Due to the precarious conditions of the habitat of the species Telmatobius dankoi, better known as “ranita del Loa”, a committee of experts executed an action plan that allowed the rescue and relocation of the 59 surviving specimens.

After receiving an alert to the paupery circumstances in which the amphibians lived, professionals from the Calama Culture and Tourism Corporation, the Museum of Natural History and Culture of the Atacama Desert, the University of Chile, and the Ministry of the Middle Environment, they launched an urgent rescue operation earlier this month to keep a critically endangered species alive.

Given its characteristics and its only presence in the vicinity of Calama, the Telmatobius dankoi had been studied a few years ago, estimating that at this date there would be about 600 specimens. Unfortunately, an alert indicated that the slope that fed its natural habitat had been tapped with machinery to carry out plotting lots. Faced with the imminent risk of this, a team of specialists came to the ground where, in spite of it, they saw the precarious conditions in which the animals were, which hardly survived in a dry ester.

“Their physical condition was quite critical, so we urgently had to relocate them to a sector with the same characteristics. Specifically, the 59 frogs found were brought to a slope in Ojos de Apache, which has similar parameters, and belongs to the Calama aquifer, being part of the San Salvador basin,” explains Jennyfer Rojas, a specialist in paleontology of the Muhncal Museum that participated in the operation.

It is worth mentioning that this amphibian is the most threatened in the Southern Cone, and one of the 15 with the most risks in the world, so its protection as an endemic species of Chile, becomes urgent. “The main factor that dried up the canal is human. It exists in the area inhabited by this frog, a plotting of pleasure, a drilling well and a drainage, which causes the stream where it lives is completely dry. Faced with this, the main measure to avoid these kinds of problems is to educate and raise awareness of the community,” says the professional.
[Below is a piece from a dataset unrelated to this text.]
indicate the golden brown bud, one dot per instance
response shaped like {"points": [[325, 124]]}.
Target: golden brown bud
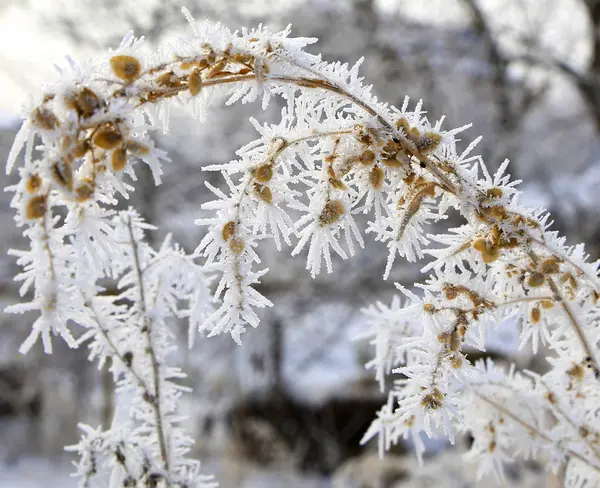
{"points": [[195, 83], [332, 211], [107, 138], [119, 159], [125, 67], [36, 207], [376, 177], [237, 246], [263, 192], [228, 230], [44, 119], [263, 173], [33, 183]]}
The state of extreme thinness in which the species were found, all of them adult, gives an account of the difficulties they had in feeding and spreading. Therefore, and to ensure its correct adaptation, all efforts will be available and constant monitoring after relocation, although for experts, citizen awareness remains the main factor. “Today the situation of the Loa frog is critical, so much so that it can represent its extinction as a species. What happened is framed by a clear environmental deterioration of the entire oasis of Calama, where industrialization and urbanization are affecting the ecosystem. Hence the need to emphasize the responsibility of each of the inhabitants to inform us, to care for the environment, and to denounce the authorities whenever we observe inappropriate behavior in our environment,” emphasizes Jennyfer Rojas.